Very small particles, like capsid proteins, can be observed by how they scatter light. This technique, known as elastic scattering, emits an unlimited number of photons at a time, solving the problem of speed. However, the photons also interact with dust particles, reflected light, and imperfections in the optical path, all of which obscure the small particles being tracked.

To solve these problems, the team decided to leverage the outstanding quality of optical fibers, perfected over years of research in the telecommunication industry. They designed a new optical fiber with a nano-scale channel, smaller than the wavelength of light, running along the inside of its silica core. This channel is filled with a liquid containing nanoparticles, so that when light is guided through the fiber’s core, it scatters off the nanoparticles in the channel and is collected by a microscope above the fiber. The researchers observed the motion of viruses measuring 26 nanometers in diameter at a rate of thousands of measurements per second.

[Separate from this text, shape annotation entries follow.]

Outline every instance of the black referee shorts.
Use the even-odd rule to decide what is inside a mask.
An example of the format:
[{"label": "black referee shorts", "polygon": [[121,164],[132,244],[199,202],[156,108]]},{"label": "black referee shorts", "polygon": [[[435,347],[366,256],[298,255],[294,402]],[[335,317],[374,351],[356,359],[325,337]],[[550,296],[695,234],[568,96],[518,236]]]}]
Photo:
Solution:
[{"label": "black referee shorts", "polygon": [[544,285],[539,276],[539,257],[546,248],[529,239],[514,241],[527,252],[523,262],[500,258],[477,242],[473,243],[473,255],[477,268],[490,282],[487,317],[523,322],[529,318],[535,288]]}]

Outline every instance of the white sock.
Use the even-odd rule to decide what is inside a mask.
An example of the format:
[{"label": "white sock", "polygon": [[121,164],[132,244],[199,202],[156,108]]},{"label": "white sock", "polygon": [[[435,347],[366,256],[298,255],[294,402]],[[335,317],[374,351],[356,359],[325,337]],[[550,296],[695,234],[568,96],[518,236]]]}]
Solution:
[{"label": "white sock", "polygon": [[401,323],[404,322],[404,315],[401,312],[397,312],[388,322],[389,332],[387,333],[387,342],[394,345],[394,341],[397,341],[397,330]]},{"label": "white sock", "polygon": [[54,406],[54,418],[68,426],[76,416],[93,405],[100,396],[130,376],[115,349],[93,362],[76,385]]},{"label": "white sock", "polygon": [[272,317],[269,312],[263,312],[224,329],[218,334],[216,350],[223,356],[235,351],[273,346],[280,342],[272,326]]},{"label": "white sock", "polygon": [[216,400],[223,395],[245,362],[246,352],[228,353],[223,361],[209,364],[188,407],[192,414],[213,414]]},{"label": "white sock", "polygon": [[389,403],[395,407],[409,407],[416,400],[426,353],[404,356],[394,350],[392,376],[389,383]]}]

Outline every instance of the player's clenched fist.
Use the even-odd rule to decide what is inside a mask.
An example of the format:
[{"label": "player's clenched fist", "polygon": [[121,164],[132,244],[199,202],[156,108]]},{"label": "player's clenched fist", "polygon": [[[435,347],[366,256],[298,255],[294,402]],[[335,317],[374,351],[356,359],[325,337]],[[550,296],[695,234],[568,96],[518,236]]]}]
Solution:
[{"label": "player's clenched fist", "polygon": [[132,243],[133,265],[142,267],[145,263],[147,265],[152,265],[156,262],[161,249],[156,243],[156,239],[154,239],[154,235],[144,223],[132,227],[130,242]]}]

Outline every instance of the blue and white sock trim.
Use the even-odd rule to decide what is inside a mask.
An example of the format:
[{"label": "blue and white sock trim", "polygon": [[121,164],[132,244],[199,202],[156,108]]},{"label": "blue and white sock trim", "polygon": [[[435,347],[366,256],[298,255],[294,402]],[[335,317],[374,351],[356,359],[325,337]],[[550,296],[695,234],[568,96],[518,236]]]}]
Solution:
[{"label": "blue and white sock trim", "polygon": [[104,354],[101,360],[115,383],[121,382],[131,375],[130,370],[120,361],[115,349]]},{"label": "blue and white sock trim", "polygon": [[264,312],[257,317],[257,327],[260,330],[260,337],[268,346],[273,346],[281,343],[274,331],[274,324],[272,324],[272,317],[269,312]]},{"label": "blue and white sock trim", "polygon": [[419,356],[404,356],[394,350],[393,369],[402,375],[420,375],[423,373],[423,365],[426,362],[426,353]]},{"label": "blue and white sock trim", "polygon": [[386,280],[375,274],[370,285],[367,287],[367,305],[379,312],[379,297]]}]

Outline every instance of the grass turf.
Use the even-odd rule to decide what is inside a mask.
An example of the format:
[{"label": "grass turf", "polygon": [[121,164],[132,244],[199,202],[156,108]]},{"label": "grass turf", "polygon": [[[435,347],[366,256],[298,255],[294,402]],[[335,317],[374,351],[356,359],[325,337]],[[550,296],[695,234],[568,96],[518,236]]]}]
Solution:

‘The main goal of our research has been to develop a general tracking platform based on elastic scattering to overcome the limitations of fluorescence microscopy,’ says Faez. ‘We worked with the virus as a notable demonstration of the advantages of using this platform. Apart from virus research, we can now use it for many different applications, for instance counting vesicles in the bodily fluids, which is too expensive for regular screening with existing methods based on electron microscopy. Cancer cells produce more vesicles than healthy cells, so if we can monitor someone’s vesicle count accurately enough, we can possibly develop a new diagnostic tool for cancer.’